If the ballot is received early enough, the Supervisor can contact the voter, who can then sign and return an affidavit and the vote will be counted. However, in a time crunch or if the voter doesn’t take the required verification steps, their ballot won’t count.
It happened to Troy Fitzhand’s nonagenarian grandmother in Florida. “She forgot to sign, and she had to go through the cure process. It was just too tedious of a process for her … so she’s one of those people who didn’t have a vote counted.”
Unlike most of us, Fitzhand and his two brothers are trying to do something about it. The trio of twentysomethings is rolling out their new tech company, Ballot, in time for the General Election in November. Their software cuts out humans by comparing signatures electronically.
“The heart of our mission is to both help counties process elections, but also to ensure every legitimate vote is counted and has the ability to be counted,” Fitzhand said.
And while there’s a new focus on signature verification, there’s also been a lot said about the U.S. Postal Service’s ability to handle a crush of mail-in ballots. However, a study shows the post office has “plenty of physical capacity” to do the job.
However, if new cost-cutting Postal Service policies put in place by Postmaster General Louis DeJoy continue to slow mail delivery, the report’s conclusions may become moot. But author Nick Zaiac, an associate fellow at the center-right R Street Institute, contends that even if COVID-19 is still a crisis during the early-voting season, the post office is capable of answering the challenge.
“They have plenty of physical capacity. They have lots of experience with moving mail through all kinds of disasters and with all kinds of staffing shortages,” he said. “These ballots can pretty much just be normal mail and, assuming it gets into the system in time, and people put it in the mail in time to get to be returned, its infrastructure should be adequate to handle this election in a timely and generally successful fashion.

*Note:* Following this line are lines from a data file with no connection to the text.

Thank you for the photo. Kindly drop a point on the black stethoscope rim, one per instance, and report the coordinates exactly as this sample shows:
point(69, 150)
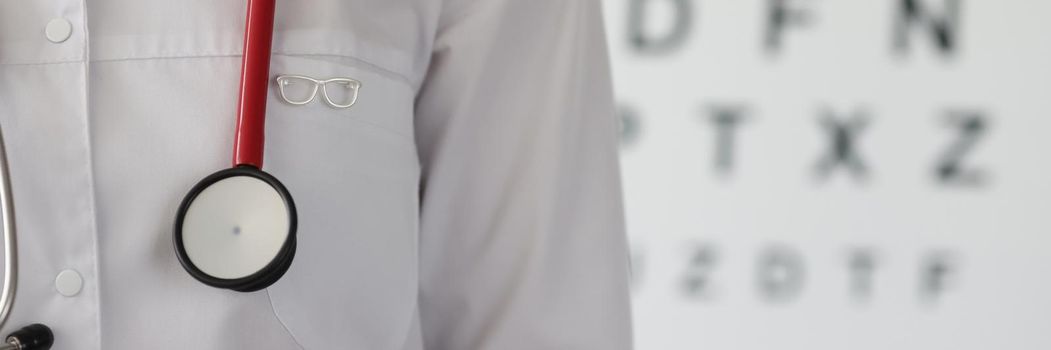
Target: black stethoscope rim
point(265, 276)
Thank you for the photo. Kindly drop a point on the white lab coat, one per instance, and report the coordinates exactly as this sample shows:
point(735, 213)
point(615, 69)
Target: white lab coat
point(470, 200)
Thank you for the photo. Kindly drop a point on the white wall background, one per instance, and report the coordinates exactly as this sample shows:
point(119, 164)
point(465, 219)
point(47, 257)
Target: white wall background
point(769, 252)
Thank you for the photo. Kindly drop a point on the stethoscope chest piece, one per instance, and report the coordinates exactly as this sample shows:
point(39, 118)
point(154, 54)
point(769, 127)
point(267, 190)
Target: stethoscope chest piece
point(235, 229)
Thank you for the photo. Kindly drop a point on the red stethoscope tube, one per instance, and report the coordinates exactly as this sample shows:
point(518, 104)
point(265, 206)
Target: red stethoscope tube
point(254, 80)
point(235, 228)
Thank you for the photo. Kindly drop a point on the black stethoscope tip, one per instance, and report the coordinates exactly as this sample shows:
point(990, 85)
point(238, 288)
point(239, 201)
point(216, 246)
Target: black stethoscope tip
point(34, 336)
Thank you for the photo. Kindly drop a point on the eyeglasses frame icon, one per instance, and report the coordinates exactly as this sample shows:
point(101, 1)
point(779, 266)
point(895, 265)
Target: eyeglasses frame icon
point(283, 80)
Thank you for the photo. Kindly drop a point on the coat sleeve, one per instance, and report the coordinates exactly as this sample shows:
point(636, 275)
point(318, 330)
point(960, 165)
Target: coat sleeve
point(522, 243)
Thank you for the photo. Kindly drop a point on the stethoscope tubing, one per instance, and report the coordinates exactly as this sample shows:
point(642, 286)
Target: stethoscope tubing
point(9, 239)
point(254, 80)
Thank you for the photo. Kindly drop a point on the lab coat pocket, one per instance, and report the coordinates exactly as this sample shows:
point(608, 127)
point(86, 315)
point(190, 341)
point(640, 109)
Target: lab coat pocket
point(353, 175)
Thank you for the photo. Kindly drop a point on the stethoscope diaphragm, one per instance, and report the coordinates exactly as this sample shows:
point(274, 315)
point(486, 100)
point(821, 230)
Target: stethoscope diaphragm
point(235, 229)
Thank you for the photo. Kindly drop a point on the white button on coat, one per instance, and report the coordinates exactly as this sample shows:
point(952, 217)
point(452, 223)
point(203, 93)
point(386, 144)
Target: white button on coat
point(58, 29)
point(68, 283)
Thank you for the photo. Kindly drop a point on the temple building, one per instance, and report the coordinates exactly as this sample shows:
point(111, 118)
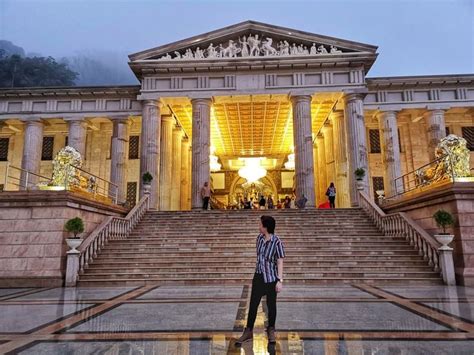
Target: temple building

Florida is one of the states with “a fairly short lag between when ballots arrive and when they need to be back to the Postal Service, Zaiac reported. His advice is to request a ballot early, then fill it out and mail it back immediately. Better yet, he recommends, hand-deliver it to the election supervisor’s office or leave it in a dropbox at an early voting site.
“[Fewer] steps between you and your town clerk or county clerk or board of elections is good. And less physical buildings it has to move into and out of and vehicles it has to move into and out of are good,” he said.

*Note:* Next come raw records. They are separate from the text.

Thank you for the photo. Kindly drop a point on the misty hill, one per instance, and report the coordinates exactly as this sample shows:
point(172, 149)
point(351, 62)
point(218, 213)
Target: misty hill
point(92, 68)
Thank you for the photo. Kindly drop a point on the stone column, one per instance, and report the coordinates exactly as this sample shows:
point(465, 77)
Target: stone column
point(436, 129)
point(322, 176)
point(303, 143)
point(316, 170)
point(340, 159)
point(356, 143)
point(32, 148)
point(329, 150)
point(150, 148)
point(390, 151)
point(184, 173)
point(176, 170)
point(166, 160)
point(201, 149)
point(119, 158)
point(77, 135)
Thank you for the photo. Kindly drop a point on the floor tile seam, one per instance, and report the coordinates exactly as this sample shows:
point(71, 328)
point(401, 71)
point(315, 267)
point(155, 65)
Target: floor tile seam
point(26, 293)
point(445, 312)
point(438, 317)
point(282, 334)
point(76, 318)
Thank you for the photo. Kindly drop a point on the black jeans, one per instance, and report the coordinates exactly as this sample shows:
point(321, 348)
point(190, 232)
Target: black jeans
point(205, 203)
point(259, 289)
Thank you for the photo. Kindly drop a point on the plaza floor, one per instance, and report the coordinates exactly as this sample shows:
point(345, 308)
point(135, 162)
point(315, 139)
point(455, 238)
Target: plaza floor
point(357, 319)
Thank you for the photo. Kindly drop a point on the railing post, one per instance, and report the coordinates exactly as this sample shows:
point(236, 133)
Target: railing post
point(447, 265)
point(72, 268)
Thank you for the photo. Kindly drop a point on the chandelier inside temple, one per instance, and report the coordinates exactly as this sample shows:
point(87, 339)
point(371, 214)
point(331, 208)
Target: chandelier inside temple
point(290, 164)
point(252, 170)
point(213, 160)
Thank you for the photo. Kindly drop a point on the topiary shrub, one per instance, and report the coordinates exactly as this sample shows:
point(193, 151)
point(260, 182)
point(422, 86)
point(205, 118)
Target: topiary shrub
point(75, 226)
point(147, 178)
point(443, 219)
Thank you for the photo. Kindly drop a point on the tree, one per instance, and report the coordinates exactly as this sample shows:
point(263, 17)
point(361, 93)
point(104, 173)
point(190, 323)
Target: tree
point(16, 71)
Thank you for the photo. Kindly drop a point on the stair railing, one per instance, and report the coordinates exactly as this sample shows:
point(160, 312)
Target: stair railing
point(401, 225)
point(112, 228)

A University of Florida poll of 11,000 registered voters conducted in July found that just over 60% of all respondents said they intend to vote by mail in the General Election, with about 14% saying they would vote early in person and nearly 19% waiting until Election Day.
Regarding rumblings about the government defunding the Postal Service, Zaiac said there’s not much to defund.
“The Postal Service largely is a self-financing agency. They do borrow from the Treasury,” he explained. “But the only real tool outside federal officials have beyond law is attaching conditions on these Treasury loans to the Postal Service. The Postal Service does lose money, but they have plenty of cash on hand to go well into 2021, so they can make it through the election.”